Mediaeval Iberia. Final report
Mediaeval Iberia’s pilot phase has come to an end but a new project has started.
The LINHD team at UNED (http://linhd.uned.es/) was awarded a Pelagios microgrant for extending Pelagios Commons to the Mediaeval Iberian world in June, 2016. A brief report of the work carried out in the first months of the project, coordinated and curated by Dr. Gimena del Rio Riande (CONICET, Argentina) can be accessed at http://commons.pelagios.org/2016/10/mediaeval-iberia-through-pelagios-commons/.
Digital Humanities is a relatively new emerging field in Spanish-speaking countries and, consequently, there are many projects being carried out. However, specific tools and software are seldom unknown to many researchers and there is a not a very fluent dialogue between the north and western Digital Humanities projects and developments and the ones from the Spanish and Latin American Humanidades Digitales. Language and lack of institutional and financial support are the barriers researchers most commonly find in this scientific field (Rio Riande 2015, 2016ab).
The Laboratorio de Innovación en Humanidades Digitales (LINHD) at the Universidad Nacional de Educación a Distancia (UNED) of Madrid, Spain, directed by Dr. Elena González Blanco, was founded in 2014 and, since then, has been developing and supporting Digital Humanities projects from a global perspective. In this sense, LINHD acts both as an observatory and a crossroad in which a consolidated team of researchers from Spain and Argentina work together following successful experiences in the Digital Humanities field, and look for collaboration and co-working through research projects, courses, summer schools, workshops and other academic events and activities (González Blanco, Martínez Cantón & Rio Riande 2016). Our team is interdisciplinary and Digital Humanities focused, as it is composed by a humanities team with experts in Mediaeval Spanish Literature and Computer Science with expertise in data analytics and data processing. Several LINHD projects such as POSTDATA (Poetry standardization and linked open data), or EVILINHD (a virtual research environment for digital humanities research) are strongly related with Medieval Iberia project and Pelagios Commons interests in semantic web and Linked Open Data.

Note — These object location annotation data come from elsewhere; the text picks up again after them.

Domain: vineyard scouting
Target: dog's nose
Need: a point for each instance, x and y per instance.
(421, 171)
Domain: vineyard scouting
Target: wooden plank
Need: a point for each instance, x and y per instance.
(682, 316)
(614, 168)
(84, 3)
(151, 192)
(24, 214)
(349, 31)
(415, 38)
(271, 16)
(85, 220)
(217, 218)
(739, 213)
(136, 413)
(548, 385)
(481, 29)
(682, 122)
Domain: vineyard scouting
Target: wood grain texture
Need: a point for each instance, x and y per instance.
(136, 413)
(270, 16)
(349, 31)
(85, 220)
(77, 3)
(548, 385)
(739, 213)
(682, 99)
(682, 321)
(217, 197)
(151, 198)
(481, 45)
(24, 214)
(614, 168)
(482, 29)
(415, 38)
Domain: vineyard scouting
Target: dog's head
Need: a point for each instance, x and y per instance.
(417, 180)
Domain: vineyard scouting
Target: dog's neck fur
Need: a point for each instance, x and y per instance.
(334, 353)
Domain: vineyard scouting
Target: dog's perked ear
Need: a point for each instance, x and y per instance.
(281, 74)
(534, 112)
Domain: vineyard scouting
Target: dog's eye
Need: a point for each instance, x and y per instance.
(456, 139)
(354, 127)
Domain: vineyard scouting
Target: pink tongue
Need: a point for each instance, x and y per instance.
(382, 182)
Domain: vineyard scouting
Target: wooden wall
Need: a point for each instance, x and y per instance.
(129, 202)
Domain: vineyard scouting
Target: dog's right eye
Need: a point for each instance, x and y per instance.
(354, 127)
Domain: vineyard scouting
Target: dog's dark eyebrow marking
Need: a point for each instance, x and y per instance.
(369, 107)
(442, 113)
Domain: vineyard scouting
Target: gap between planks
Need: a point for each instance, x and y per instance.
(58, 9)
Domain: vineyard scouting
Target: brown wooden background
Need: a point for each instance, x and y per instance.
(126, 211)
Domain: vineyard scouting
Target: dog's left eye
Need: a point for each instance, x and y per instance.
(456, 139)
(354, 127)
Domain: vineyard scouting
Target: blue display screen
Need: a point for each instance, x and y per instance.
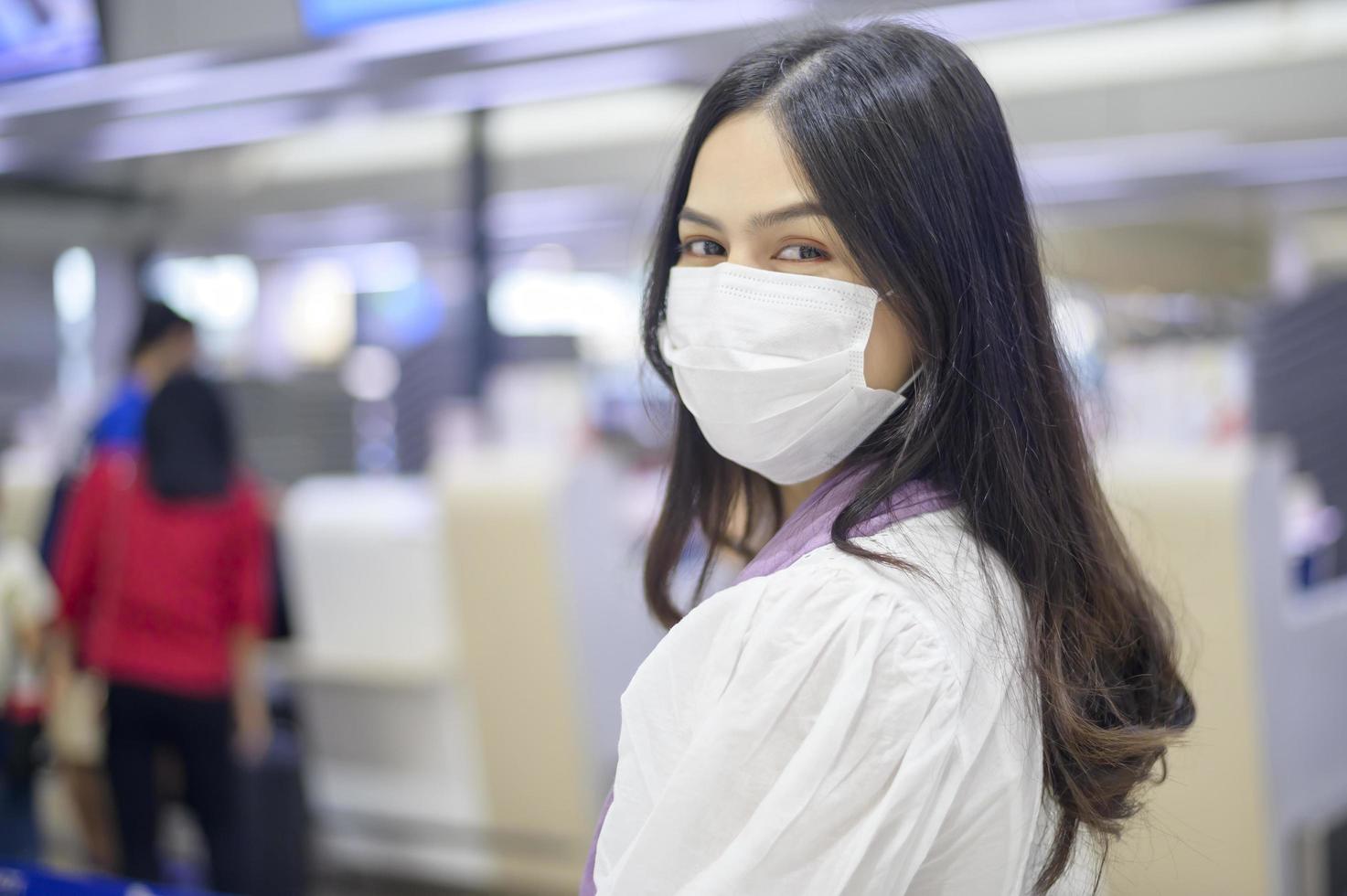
(325, 17)
(40, 37)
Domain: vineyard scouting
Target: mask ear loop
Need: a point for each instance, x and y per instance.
(903, 389)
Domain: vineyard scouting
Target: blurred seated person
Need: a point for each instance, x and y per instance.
(163, 574)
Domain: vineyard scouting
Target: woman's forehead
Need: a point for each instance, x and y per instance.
(743, 158)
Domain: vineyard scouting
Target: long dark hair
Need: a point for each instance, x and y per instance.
(188, 441)
(904, 144)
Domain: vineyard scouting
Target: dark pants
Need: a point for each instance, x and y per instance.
(140, 721)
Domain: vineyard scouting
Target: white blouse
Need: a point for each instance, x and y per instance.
(837, 728)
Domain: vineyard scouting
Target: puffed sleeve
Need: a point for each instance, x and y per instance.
(792, 739)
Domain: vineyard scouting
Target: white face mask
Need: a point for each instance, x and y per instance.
(772, 366)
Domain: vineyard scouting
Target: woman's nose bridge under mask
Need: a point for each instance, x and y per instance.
(772, 366)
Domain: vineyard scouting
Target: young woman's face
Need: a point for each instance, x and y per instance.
(743, 207)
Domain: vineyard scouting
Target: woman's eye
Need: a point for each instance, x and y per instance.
(711, 247)
(803, 252)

Since 2014 LINHD has been following the developments of the Pelagios team. Since then, Pelagios tools, such as Recogito, were presented and/or used at several events in Argentina and Spain organized by the Asociación Argentina de Humanidades Digitales (AAHD) and LINHD. For instance, Recogito was presented in November 2014 at the First National Conference in Digital Humanities organized in Argentina, a Pelagios Workshop was organized at LINHD-UNED summer school in Madrid (July, 2016), and at the First International DH Conference in Buenos Aires, in November, 2016. All these events were coordinated by Gimena del Rio Riande and Elena González Blanco. Medieval Iberia microgrant formalized this collaboration and presented further steps extending Pelagios Commons to Spanish-speaking research groups and general users.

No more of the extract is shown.